At least Tracy Morgan’s pretty good at saying insane things and the film does contain a few laughs earned as Morgan rattles on about nothing. Except Morgan works best in short, quick bursts in which he blurts out something ridiculous and then gets out of the way to let the big kids handle the heavy lifting. Here, with Willis sidelined, he’s asked to carry the entire movie. He’s forced into long scenes of dialogue where he talks and talks and the camera stays focused on him. It works better when Seann William Scott shows up as The Shit Bandit, a fecal-focused burglar captured by our buddy cop heroes and forced to ride around in their squad car. If this were Lethal Weapon, he’d be their Joe Pesci. Scott steals every scene he’s in and if he’d been in more of them, then Cop Out might be worth seeing.
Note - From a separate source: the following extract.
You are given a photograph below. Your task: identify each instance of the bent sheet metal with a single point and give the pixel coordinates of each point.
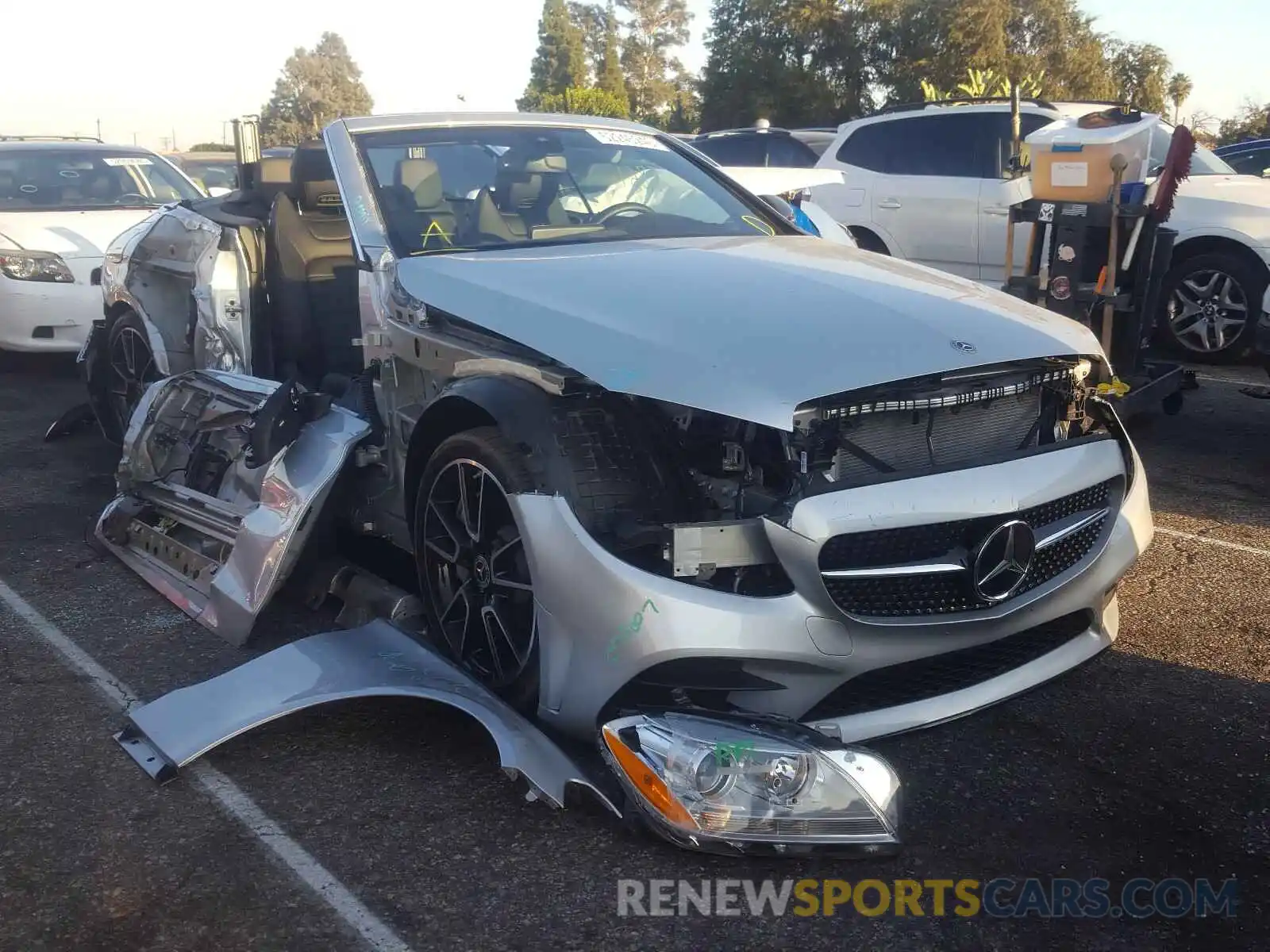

Sometimes when you make a movie, it all boils down to figuring what everyone involved in it is good at, and then letting them do it. Here, everyone here is out of their element. Smith’s strong suit is as a writer, one of the best in the business. So here he abandons his talent for writing blistering dialogue and lets someone write (and fail at it) while he directs material he had no involvement in creating. Morgan’s strength is as a sidekick, so here he’s asked to be the lead. Bruce Willis on the other hand is perfect as the wise-cracking, ass-kicking leading man, so of course here he’s the stoic sidekick who sits in the car and looks bemused. There’s talent here, too much for Cop Out to be truly terrible, but it’s talent wasted on a bad idea which probably never should have been made. This script doesn’t deserve these people and even if it did, they’re sitting in the wrong chairs.